Chris and I played a warband engagement and decided to try out some new ideas for the game. Since the first time I played SBH (a week ago solo; look back a few posts – J), I got the feeling it could be used to recreate the storytelling feel of a roleplaying game, while maintaining the competitive feel of a standard wargame. It turns out I was right.
The Random Encounter System:
I wanted to create a simple means to allow our warbands to interact a little with the environment around them. While I was waiting for Chris, I came up with this idea – As other games have done before, designate certain markers or pieces of “searchable terrain.” If a model was in base contact with the marker, it could spend one action to search and roll on the table below.
2-4 — nothing of interest
5-6 — small treasure (2 VP)
7-11 – roll again:
—— 2-4 – nothing of interest
—— 5-10 – monster (roll D6)
———— 1-4 – D3 Skeletons
———— 5-6 – Giant Wolf
——11-12 – large treasure (4 VP)
12 — magic item (SBH pg 19)
When a monsters were rolled, the models were place on the table. The monsters activated as a third player, so when I failed two rolls, play passed to Chris, two fails for Chris passed to the monsters, and the monsters fail passed back to me. During the monsters activation, we rolled a D3 to determine the number of quality rolls.
If a monster was in base contact with a player model, it used it’s successes to attack, and if possible, to perform a powerful attack.
If a monster was one (or less) of its movement distances away from a player model, it used its first success to move into contact with the closest player model, and any remaining successes as above.
If a monster was more than one of its movement distances away from a player model, it used all of its successes to move its full distance in the direction of a scatter die until one of the two conditions above were met OR until it roamed off the table.
Gro-ghall uses the speed of his mount to ride through the forest and search the temple ruins. We decided that when searching the ruins, a player could roll three dice and choose the two he preferred when consulting the table. It turns out that the ruins had been well picked over by others and contained nothing of interest.

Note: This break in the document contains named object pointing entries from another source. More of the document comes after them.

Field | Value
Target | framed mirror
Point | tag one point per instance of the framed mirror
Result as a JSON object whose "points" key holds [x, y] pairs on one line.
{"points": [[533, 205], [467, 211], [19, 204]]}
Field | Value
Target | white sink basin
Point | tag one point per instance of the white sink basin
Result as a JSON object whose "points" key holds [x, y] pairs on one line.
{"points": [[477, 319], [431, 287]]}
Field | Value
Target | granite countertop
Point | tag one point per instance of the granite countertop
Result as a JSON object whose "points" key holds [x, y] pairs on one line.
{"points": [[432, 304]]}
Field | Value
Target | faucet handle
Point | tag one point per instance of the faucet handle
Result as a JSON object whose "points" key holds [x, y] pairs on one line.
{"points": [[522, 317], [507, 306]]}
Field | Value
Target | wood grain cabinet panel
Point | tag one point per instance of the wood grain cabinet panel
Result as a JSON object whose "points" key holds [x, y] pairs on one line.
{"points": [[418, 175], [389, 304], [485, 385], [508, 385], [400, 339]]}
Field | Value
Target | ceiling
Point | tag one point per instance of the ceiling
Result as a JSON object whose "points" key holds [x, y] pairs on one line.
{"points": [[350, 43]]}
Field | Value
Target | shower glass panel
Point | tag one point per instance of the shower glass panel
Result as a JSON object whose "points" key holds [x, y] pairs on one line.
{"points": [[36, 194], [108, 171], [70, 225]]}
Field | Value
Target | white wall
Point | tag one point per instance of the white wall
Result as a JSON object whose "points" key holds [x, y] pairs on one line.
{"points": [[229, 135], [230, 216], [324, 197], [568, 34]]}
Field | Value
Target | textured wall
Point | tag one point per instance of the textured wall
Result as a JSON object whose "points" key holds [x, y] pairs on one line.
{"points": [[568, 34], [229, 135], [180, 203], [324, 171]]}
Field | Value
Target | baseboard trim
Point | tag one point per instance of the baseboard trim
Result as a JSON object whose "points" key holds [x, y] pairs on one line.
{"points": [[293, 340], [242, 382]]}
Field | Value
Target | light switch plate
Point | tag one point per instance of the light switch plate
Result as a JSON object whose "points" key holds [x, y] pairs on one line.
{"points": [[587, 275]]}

We handled treasure in a very simple manner. If a model found something of value, a marker was placed in base contact for the rest of the game. If the model was defeated in melee combat, to the victor went the spoils. If the model died from a ranged attack, the treasure stayed on the table, and any player model could use an action to pick it up. If the carrying player was alive at the end of the game, the treasure’s VP were collected by the warband and added to their total.
The game fought was between two opposing warbands; my Chaos Dwarf Hunting Party and Chris’s Human Border Patrol Force. The idea was to defeat the opposing warband, but the five “encounter markers” provided some nice distractions, and encouraged models to move about the table.
Finally, the remnants of the humans are driven off, leaving Gro-ghall’s hunters victorious!
I encourage all of you to try this simple approach to playing Song of Blades and Heroes. My goal is to create a map of the campaign area, and I mean localized, not the size of a continent or anything here. We could easily create a terrain guideline and a different encounter table for each locale on our campaign map. In this way, we could bring the feel of role-playing and storytelling to our table without the need for actual scenarios or a referee.